只有女主人稍稍笑笑,就说:“又来了,又来了,大年下的……”也没有往下说,忙着拿茶杯,摆瓜子碟子,开糖果盒子去了。
刚一坐定,偏胖主人指着客人女儿说:
“你没有送过牢饭吧?我的女儿送过,送的是烟。哦,你那时候还小,现在都结婚了。可不是吗,打结束算,也十年了。打开始算起那都二十年了……可是我觉着还像昨天似的……”
客人老伴儿自以为机灵,抓住这番感慨中,一个最不重要的烟字,说:“还抽烟哪!花钱找——咳嗽……”本来要说癌症,因是大年下,改了口。这一改,她的借烟打岔也磕绊住了。
偏瘦老头明知主人已不抽烟,为了抓住这个烟字岔下去,说:“过年嘛,抽一支抽一支……”
客人女婿掏出三五牌,照年轻人的“帅”劲儿,甩出烟头,还没递,主人摇手道:
“这得感谢‘牛棚’,我见我女儿送烟挨‘呲’,扭过脸来就走了,烟也捐献给‘军宣队’了,我不抽了。”
说完又哈哈笑起来,客人也只好跟着笑。没等客人笑完,偏胖老头对着小两口说:
“你们年轻,没见过那阵势……”
小两口说:“见是见过的,也上小学了……”
“小学也刚上吧,你一年级?你二年级?那还不懂事。那个阵势,一开批斗会,就跟上法场一样。我们这些黑帮都在会场旁边小屋子里跪着,挨个儿跪泥地上,挂着牌子,膝盖并拢,不许叉开,大挺直,不许屁后坐。主席台上一声喊!‘带走资派×××’。会场上随声吼叫:‘带走资派——。’那声音,都撞墙,震房顶。两个造反派走进屋子,从地上‘提溜’起一个,造反派一边一个站在身后,一边一个巴掌拍在左右肩膀上,一边一只手攥住左右手腕子,这叫‘揪’。一跨进会场,前后不知几条嗓子领头一喊,全场一片的‘打倒’,这时候,耳朵震聋了,天崩地坍也听不出声响来了。……上了主席台,站到台口,拍在肩膀上的巴掌往前一按,攥住手腕的手往上提,这叫‘喷气式’。戏台上唱戏也没有这么周全,就跟马上砍头一样。我那时候挂的牌子是‘反动权威’,票房价值比‘走资派’次一等,陪斗的时候多,经常是台边上陪着。没事儿,我光听着就是了。听来听去也就几句车轱辘话。有回,忽然听见背后揪着我的两个造反派,他们小声聊起来,一个说,揪人闪了膀子,疼了两天了。一个说手腕子也不得劲儿。我就扭过脸去,也小声,告诉他们一个偏方……”
客人女儿觉得这里应当来个惊叹号,慎重叫了声:“啊!”
主人老头自己早就笑起来:“一个偏方……”再笑:“……后来为这个还斗我态度不老实,我说是支持革命……”大笑:“……真有个偏方。他们说是不灵,罪上加罪。我说要灵呢,立一功不……”笑出眼泪:“……我是有偏方,它治跌打损伤。我扭过脸去,我告诉他们偏方,偏方……”

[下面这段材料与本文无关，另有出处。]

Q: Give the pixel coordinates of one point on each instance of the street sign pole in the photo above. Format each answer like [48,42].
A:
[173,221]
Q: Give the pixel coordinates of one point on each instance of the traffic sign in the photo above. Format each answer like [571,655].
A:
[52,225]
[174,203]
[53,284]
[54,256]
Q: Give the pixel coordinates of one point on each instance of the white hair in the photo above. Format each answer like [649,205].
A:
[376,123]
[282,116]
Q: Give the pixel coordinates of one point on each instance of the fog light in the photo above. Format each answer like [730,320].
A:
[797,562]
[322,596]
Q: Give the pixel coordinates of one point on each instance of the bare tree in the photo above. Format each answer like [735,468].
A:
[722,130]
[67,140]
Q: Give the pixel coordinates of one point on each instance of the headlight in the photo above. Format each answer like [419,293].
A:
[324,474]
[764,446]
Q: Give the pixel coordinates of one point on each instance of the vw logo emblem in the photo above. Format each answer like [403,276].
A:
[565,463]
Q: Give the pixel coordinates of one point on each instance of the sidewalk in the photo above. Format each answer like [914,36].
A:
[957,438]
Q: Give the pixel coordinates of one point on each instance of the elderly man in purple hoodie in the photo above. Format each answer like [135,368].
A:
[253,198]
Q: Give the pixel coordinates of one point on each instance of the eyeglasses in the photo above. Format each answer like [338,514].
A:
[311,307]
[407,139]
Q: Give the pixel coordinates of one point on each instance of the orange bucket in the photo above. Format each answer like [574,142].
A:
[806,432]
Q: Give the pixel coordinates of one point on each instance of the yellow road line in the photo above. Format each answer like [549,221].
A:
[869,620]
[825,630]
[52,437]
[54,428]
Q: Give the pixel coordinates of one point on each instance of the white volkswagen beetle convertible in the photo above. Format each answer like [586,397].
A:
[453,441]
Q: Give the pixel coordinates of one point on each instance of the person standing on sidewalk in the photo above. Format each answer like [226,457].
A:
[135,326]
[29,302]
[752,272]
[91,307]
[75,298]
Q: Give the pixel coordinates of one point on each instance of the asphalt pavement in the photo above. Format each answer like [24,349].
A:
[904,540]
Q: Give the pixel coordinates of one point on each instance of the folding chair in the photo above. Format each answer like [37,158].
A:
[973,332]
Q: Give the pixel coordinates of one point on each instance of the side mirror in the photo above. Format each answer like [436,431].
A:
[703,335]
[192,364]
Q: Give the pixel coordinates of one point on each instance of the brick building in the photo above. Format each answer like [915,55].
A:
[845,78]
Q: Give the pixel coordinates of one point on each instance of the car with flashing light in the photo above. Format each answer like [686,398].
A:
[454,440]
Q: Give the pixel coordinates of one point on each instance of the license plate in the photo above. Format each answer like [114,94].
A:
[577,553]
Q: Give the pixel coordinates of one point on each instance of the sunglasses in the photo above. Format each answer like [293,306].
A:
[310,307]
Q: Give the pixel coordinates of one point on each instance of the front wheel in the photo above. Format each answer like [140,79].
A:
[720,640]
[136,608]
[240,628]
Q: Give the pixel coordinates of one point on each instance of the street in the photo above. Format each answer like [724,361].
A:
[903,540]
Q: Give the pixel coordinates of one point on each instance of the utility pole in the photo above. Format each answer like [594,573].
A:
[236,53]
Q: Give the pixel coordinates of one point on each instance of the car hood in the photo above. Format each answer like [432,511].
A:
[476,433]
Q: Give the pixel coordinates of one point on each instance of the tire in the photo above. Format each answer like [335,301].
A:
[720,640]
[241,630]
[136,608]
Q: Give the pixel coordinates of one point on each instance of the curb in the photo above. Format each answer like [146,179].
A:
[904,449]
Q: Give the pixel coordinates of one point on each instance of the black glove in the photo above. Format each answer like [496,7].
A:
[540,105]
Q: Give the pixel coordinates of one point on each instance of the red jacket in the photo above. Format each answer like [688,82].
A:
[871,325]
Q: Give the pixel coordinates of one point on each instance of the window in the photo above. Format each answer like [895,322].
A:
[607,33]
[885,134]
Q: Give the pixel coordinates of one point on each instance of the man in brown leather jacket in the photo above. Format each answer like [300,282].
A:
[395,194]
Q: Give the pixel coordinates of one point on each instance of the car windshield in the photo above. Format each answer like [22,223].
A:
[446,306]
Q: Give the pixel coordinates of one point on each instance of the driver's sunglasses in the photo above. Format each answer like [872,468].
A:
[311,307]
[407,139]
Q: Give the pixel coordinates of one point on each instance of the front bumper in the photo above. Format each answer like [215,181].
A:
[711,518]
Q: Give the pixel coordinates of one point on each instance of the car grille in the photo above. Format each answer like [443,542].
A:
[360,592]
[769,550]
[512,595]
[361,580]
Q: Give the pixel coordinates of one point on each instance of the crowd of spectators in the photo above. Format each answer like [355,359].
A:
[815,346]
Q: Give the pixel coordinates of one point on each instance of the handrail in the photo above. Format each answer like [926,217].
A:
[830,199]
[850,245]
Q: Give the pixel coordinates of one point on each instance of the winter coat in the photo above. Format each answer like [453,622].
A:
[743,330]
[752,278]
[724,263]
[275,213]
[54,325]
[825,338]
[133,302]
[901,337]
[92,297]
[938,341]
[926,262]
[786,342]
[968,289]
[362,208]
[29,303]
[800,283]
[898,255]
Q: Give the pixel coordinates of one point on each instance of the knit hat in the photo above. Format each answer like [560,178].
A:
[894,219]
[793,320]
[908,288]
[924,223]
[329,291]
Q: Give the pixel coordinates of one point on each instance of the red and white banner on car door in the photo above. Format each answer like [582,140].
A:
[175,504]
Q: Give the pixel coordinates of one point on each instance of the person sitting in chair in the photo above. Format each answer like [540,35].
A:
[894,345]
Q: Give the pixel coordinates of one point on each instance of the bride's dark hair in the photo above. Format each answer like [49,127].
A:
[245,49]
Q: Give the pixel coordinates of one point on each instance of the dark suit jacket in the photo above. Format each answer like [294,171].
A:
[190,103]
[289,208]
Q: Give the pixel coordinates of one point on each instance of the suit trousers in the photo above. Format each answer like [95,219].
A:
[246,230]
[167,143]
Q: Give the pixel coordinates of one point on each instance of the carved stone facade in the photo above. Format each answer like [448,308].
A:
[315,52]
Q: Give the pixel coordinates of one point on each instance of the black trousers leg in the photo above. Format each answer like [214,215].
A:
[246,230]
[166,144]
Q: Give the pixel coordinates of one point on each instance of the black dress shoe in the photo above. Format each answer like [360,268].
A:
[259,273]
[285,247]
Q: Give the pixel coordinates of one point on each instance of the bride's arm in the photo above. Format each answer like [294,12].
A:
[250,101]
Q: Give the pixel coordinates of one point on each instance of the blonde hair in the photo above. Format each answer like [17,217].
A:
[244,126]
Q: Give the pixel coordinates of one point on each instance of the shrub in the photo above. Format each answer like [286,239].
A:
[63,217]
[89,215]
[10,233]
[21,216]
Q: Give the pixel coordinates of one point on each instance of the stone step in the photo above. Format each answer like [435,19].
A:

客人女儿和女婿一个说“风度”,一个说“幽默”,一个说“临危不惧”,一个说“方寸不乱”,都小声。客人老头和老伴又都不作声。
忽然,笑声刹住,急刹车那样一刹把人一蹦,偏胖老头从沙发里蹦起来,一手捂在小肚子上,嘴里含含糊糊说着对不起对不起,转身走出屋子,拉开厕所门,进了厕所。
女主人拎着开壶,从厨房走到屋里,望着老两口,一个苦笑。
客人女儿接过壶,客人老伴儿拉着女主人坐下。女主人说道:
“老了跟个小孩儿一样。”
客人女儿给大家沏着,好像不明白,说:
“挺好的吗,我们听着挺带劲儿,怎么跟小孩儿一样啦!”
女主人解释说:“不能跟你爸爸比,他这两年更精神了。我们这老头可是返老还童……”
客人老头说:“别老耽在家里,出来活动活动。”
“有这路病,怎么出来?”
客人女儿啊了一声,“什么病?看不出来。”
“你爸爸知道,他们同过‘牛棚’,就在‘牛棚’里做下的病。”
“爸爸。”女儿只好叫声爸爸。算作提问。
“没事。”客人老头一语封门。
“瞒着年青人干什么?让他们知道知道,也好指望他们照顾呀。孩子们,你们伯伯胆子小,从小钻在资料啊图纸里头,没有见过什么阵势。又揪又斗的,他可真是俗话说的,吓出屎来了。直到现在稍稍一惊一乍,就得赶快上厕所,迟一步也来不及。”